A land of sun, excellent cuisine, and hospitality, Apulia is in a strategic position on the heel of Italy, where the Adriatic and Ionian Seas meet. This meeting offers a varied coastline, which offers both jagged cliffs and sandy beaches with crystal clear waters, and seabeds rich in color and sea creatures. One of the most famous beaches, Pescoluse, has earned the nickname the "Maldives" of Salento.
The inland is magical as well, with historic villages, vineyards, and olive groves mixed with forests and spectacular Mediterranean canyons, the ravines.
Many past civilizations have lived in this land, which is still strewn with numerous archaeological sites and cities with traces of Baroque, Romanesque and medieval architecture such as Bari, the capital, or Lecce.
There are three UNESCO World Heritage Sites in Apulia: the fortress of Castel del Monte in Andria, the trullos of Alberobello, and the Sanctuary of Monte Sant'Angelo.

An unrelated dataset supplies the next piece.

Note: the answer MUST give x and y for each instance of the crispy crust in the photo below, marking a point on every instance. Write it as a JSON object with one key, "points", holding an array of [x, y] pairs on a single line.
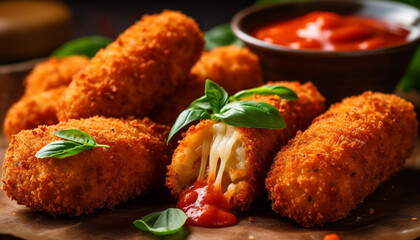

Apulia can be visited all year, providing an extended swimming season or programs amidst folklore, crafts, food,-and-wine in the hinterland.
There are charming feasts and folk festivals dedicated to the patron saints or local products, such as the Feast of St. Nicholas in Bari or the Night of Taranta in Melpignano.
This is the region where Padre Pio of Pietrelcina lived, a destination for devotees and pilgrimages to the holy shrines.
Salento and Gargano enchant with sea and history, and nature lovers can dive into the clear waters of the Tremiti Islands. Apulia offers you the sea and more; nature, along the paths of the Gargano or Murgia parks.